Startup Shutdown: Small Business Killers

Common Small Business Killers

Executives wishing to become entrepreneurs as a viable career alternative, must be aware of challenges and pitfalls facing start-up businesses. It is worthwhile mentioning that nearly 75 percent of new startups in the U.S. fail, according to research from Harvard Business School’s Shikhar Ghosh. While that’s a sobering statistic for a new business owner, it is also a source of information about how to take their business to a successful launch. You can learn from others’ experiences by understanding these common startup mistakes.

Insufficient Market Research

Startups might be based on a new product or service idea that they feel is what the consumer wants, but without sufficient market research, they’ll be founded on speculation. Consumers have the final vote on the usefulness of a product with their wallets.
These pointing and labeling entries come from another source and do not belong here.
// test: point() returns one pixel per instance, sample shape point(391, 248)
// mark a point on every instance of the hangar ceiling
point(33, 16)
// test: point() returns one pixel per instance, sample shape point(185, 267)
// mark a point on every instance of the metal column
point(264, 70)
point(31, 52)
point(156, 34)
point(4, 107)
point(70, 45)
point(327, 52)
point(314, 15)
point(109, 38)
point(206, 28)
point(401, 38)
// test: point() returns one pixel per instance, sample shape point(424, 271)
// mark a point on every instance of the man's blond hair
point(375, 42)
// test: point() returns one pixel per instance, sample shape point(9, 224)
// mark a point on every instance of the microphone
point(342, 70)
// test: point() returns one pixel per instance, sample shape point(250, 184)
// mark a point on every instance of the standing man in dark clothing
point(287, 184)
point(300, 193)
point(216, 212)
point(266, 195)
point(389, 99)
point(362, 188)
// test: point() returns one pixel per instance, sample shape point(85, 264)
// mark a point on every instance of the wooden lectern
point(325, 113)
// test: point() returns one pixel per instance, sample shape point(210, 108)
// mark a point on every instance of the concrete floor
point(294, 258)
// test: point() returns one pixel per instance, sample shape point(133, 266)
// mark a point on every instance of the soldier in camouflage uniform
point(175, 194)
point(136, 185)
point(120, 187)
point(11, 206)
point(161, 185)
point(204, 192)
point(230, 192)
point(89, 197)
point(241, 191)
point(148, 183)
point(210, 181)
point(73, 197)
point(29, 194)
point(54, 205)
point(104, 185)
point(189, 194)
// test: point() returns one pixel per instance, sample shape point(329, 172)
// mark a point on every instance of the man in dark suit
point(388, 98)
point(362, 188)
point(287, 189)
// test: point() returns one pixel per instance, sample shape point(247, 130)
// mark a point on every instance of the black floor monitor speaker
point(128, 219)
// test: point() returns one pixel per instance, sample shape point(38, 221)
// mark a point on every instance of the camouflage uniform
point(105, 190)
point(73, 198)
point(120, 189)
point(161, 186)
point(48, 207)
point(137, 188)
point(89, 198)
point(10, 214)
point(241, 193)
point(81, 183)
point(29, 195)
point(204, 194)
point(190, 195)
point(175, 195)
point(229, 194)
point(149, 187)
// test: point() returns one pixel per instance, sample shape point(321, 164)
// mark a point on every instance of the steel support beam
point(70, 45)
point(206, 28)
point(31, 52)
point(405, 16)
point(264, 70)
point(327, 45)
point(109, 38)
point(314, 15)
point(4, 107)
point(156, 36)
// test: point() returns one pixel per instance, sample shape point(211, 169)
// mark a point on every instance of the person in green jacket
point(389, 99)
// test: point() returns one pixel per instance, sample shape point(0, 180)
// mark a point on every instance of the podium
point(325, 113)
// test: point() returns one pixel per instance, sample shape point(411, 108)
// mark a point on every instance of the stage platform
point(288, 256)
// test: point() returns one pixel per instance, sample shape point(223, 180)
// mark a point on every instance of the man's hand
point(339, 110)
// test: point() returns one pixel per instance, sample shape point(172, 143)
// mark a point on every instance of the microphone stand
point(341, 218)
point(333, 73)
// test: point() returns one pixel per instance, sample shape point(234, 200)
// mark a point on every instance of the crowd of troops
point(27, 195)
Moving ahead without good market research is a common cause of failure, notes Forbes.com.

Get out of the office and find out what consumers think of your product or service. If you have an idea for a new running shoe, set up a booth outside of health clubs, show a prototype and get feedback. Ask what consumers like and dislike about it and what they would change. You may find that the design has major flaws or that it is perfect but the price is too high. Going to market with either issue will risk that product’s future.

A Weak Business Plan

A list of business startup mistakes in Inc.com places a weak business plan at the top. Lack of detail on the company’s background, product information or how the company will scale growth leaves potential investors with little on which to make a decision. If you’ve done adequate market research to have a viable product or service then you need a strong business plan to show how you will make it happen.
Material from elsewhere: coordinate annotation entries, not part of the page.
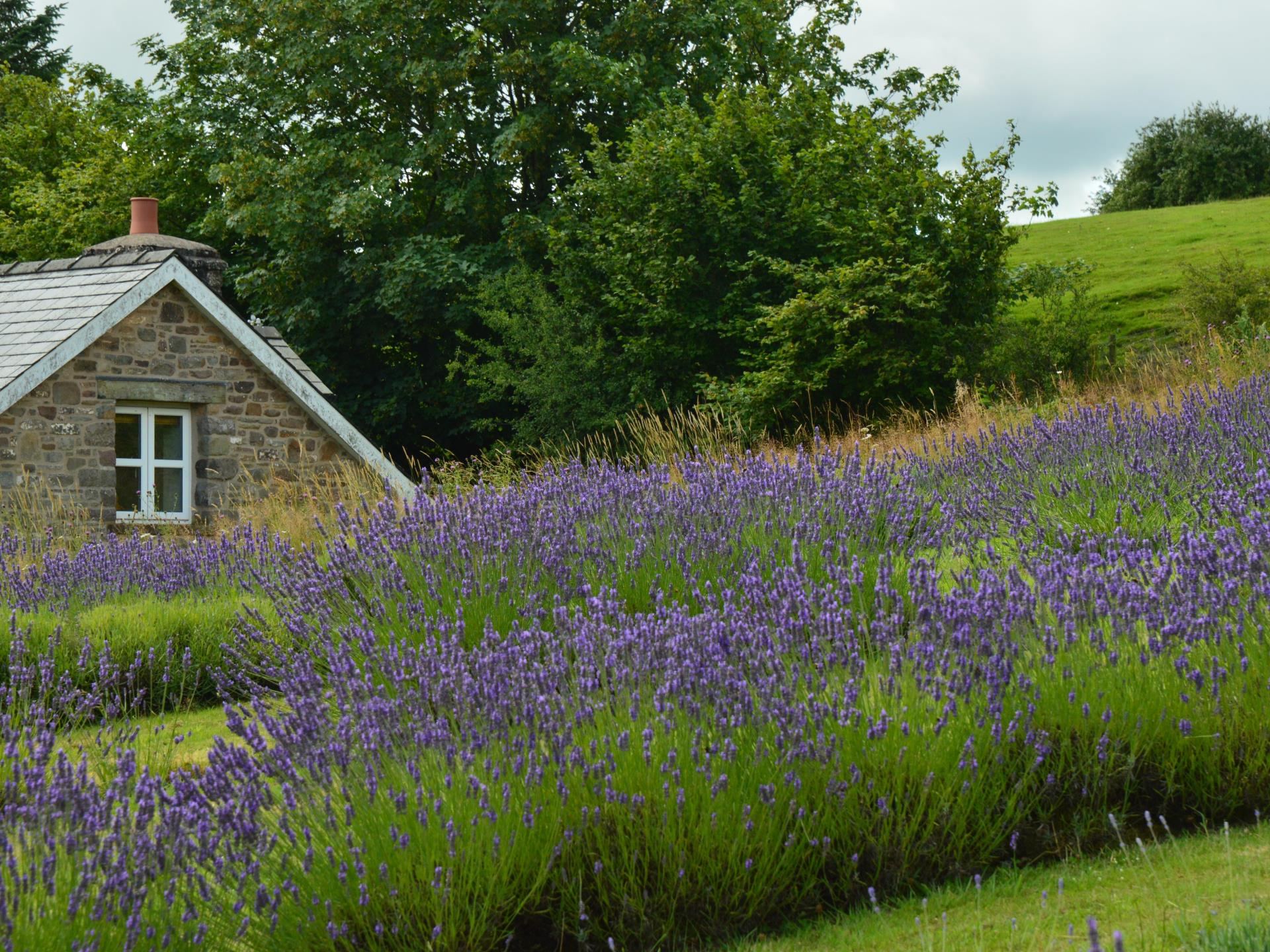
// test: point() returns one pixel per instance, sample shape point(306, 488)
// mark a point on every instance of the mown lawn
point(1140, 257)
point(1160, 900)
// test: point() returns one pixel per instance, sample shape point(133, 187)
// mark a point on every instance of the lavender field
point(619, 709)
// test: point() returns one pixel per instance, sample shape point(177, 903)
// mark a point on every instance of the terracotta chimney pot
point(145, 216)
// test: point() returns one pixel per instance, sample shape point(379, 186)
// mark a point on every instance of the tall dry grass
point(643, 437)
point(282, 504)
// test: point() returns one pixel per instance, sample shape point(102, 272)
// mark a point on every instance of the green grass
point(161, 630)
point(1140, 257)
point(1160, 902)
point(169, 742)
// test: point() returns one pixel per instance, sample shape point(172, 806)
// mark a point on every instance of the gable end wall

A good business plan will include:

  • An industry description
  • An analysis of competitors
  • A product design and development plan
  • An operations and management plan for the company
  • A financial risk and goals section

The reader of the plan needs to come away with an understanding of your industry, your product, how your business model will make all of this happen, and the potential for future growth. Investors need to come away with the belief that you can make all of it happen. The U.S. Small Business Administration has detailed information on developing each of the sections of a business plan.

Not Enough or Not Targeted Networking

If you’re not rubbing elbows with the right people, then no matter how good your business plan, you won’t find the support you need. Get out to industry conferences and networking groups and meet people in the business. Learn which investors to target with your product. Research the competition and find out where they have connections, because you need the same people in your address book.
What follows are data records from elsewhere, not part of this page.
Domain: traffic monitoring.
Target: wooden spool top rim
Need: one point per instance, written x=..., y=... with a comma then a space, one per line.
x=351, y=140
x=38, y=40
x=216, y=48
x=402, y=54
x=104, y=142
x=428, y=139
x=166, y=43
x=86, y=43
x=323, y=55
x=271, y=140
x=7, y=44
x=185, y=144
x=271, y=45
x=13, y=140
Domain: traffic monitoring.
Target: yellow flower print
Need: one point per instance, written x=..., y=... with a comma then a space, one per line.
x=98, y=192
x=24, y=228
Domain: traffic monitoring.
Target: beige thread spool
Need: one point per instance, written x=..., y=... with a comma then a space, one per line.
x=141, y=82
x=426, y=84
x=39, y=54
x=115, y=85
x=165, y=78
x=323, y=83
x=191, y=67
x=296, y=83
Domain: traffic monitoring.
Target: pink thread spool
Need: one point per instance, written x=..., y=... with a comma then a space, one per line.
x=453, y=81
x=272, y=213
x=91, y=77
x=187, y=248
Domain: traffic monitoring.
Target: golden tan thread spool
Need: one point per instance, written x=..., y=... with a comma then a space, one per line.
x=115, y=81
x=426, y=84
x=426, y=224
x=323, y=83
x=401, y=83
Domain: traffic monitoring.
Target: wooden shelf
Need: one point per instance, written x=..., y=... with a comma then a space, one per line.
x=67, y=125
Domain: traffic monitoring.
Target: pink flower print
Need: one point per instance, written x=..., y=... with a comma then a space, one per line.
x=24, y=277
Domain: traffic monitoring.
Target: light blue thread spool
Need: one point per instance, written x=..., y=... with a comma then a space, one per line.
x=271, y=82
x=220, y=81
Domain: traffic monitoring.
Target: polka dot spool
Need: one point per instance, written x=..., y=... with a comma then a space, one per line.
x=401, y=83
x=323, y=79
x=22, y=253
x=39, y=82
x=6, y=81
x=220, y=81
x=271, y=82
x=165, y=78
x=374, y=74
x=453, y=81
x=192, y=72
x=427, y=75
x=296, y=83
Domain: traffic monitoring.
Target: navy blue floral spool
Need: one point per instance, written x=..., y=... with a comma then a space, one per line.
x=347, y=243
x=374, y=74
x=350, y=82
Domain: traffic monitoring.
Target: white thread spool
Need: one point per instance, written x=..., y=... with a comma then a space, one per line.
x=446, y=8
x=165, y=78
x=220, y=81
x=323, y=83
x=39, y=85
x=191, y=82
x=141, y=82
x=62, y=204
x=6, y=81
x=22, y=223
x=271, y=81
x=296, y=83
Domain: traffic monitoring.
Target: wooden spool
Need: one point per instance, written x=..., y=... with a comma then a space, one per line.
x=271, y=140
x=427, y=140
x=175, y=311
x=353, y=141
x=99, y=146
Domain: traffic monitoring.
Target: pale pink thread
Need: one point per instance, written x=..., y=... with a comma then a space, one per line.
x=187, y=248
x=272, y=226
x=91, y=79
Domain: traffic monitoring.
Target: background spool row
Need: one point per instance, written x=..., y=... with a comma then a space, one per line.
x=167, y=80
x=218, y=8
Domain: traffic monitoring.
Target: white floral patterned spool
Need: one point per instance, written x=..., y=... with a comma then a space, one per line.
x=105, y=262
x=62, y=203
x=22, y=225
For your running shoe, find the health organizations that promote running. Meet with health clubs and sports equipment manufacturers. Find anyone and everyone in your community that’s interested in running shoes and meet for coffee. Get your contact information into their address book.

A Work-Harder-Not-Smarter Approach

Some startup owners try to do everything themselves. This takes your time and attention away from the really important things like quality and networking. Find free or low-cost applications and services that do the mundane work for you to free up your time.

Products such as Zoho customer management and invoicing are inexpensive ways to track customers and billing. Address standardization with QAS saves you time and reduces lost shipments. MailChimp will let you do email marketing campaigns free for up to 2,000 addresses. These and other products are available to organize your operations so you can focus on your company’s growth.